Many sociologists have questioned whether there is a link between poverty and crime.
A lot of research has been completed that indicates a positive correlation between the two and that those living in poorer areas may be more likely to require solicitors. East London, for example, is an area where poverty has been rife for some time, and also lays claim to an above average crime rate. The same is true for many other impoverished areas.
This article suggests some of the reasons why there may be a substantial link between poverty and crime.
Desire for Material Goods
One of the most basic explanations between the link is that those in poverty don’t have access to basic material goods, such as food, clothes or basic hygiene, and need to commit crime in order to be able to afford these. The idea behind the theory is that many poor people believe that it is worth committing a crime if it means having access to these goods.
Another suggestion is that many of those in poverty have reached this point in life because poor education, or in some cases self-destructive behaviour, has prevented them from getting a good job.
It is believed by some that those who with these with a poor education or a self-destructive personality are more likely to be attracted to committing crime than well-rounded well-educated individuals.
It is believed that many adults living in poverty may also have done so as a child and therefore could be more likely to have been exposed to poor schools, a lack of supervision and high stress.

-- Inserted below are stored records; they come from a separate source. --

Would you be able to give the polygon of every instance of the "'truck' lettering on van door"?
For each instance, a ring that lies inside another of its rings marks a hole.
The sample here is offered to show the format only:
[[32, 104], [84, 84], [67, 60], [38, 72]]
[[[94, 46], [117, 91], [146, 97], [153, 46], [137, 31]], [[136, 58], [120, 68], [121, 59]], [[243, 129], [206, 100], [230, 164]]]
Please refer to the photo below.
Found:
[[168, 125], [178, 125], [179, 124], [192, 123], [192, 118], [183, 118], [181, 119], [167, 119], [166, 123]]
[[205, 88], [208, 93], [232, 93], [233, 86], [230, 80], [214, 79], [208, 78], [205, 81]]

It is also possible that they may have been exposed to others committing crime on a more regular basis. These are all factors which could make crime appear more attractive.
Of course, not all crime is committed by the poor and not all poor people commit crime. These figures, just like any research, should not lead to stereotyping of individuals.
The theories listed above do not prove that poor people are more likely to commit crime and, for this reason, they should not be treated as such.